Mirosław Sikora: Die Waffenschmiede des „Dritten Reiches“. Die deutsche Rüstungsindustrie in Oberschlesien während des Zweiten Weltkrieges. Essen: Klartext, 2014. 591 S., zahlr. Abb., 27 Tab. = Bochumer Studien zur Technik- und Umweltgeschichte, 3. ISBN: 978-3-8375-1190-1.
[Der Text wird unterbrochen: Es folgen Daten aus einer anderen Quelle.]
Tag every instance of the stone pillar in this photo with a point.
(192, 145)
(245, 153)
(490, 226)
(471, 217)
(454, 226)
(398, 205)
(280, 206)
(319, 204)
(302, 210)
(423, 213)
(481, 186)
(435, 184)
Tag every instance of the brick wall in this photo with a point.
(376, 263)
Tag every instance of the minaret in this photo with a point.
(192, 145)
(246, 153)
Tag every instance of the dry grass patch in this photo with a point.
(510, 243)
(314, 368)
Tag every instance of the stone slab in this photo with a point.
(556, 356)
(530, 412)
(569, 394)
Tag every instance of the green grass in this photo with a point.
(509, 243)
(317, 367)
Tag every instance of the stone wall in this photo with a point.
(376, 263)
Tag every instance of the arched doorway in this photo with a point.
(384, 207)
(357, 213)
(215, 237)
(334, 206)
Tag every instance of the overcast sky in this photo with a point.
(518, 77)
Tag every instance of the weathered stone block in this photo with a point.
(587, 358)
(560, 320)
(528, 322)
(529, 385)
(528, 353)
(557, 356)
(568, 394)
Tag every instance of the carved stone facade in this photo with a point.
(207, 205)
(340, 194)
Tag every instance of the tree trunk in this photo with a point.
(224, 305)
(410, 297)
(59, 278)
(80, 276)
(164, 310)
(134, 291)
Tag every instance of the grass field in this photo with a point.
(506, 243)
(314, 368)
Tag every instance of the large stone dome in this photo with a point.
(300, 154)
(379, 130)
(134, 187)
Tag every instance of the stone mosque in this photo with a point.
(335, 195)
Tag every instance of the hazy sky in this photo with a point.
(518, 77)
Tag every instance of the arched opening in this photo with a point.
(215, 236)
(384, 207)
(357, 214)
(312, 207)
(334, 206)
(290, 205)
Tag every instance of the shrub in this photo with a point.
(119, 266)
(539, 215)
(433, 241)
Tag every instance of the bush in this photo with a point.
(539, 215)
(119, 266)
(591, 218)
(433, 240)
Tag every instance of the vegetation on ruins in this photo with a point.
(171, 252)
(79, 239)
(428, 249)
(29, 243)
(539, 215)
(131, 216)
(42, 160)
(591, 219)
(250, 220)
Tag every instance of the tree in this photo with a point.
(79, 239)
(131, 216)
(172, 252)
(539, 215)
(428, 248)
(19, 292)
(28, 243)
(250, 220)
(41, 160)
Grundsätzlich ist es zu begrüßen, dass die Studie von Mirosław Sikora aus dem Polnischen übertragen wurde, und die Übersetzung selbst kann als gelungen bezeichnet werden. Allerdings erfolgte sie erst sieben Jahre nach der Erstveröffentlichung und der Text hätte zumindest um die neuere Literatur ergänzt werden sollen. Auf einer breiten Grundlage an Quellen aus polnischen und deutschen Archiven, insbesondere der deutschen Rüstungsverwaltung und einzelner Unternehmen, sowie einer stellenweise veralteten Auswahl an Literatur untersucht Sikora die Bedeutung der Rüstungsindustrie Oberschlesiens im Zweiten Weltkrieg. Er geht dabei stellenweise sehr deskriptiv vor und verliert sich derart in Details, dass der Leser mitunter die Orientierung verliert. Dies liegt jedoch nicht an der Qualität der Übersetzung, sondern eindeutig an der Darstellungsweise des Autoren, dem offenbar die Fragestellungen der modernen Wirtschafts- und Unternehmensgeschichte fremd sind. Er liefert zwar eine Unzahl von Statistiken, Grafiken und Zahlen, doch bei deren Interpretation hapert es eindeutig.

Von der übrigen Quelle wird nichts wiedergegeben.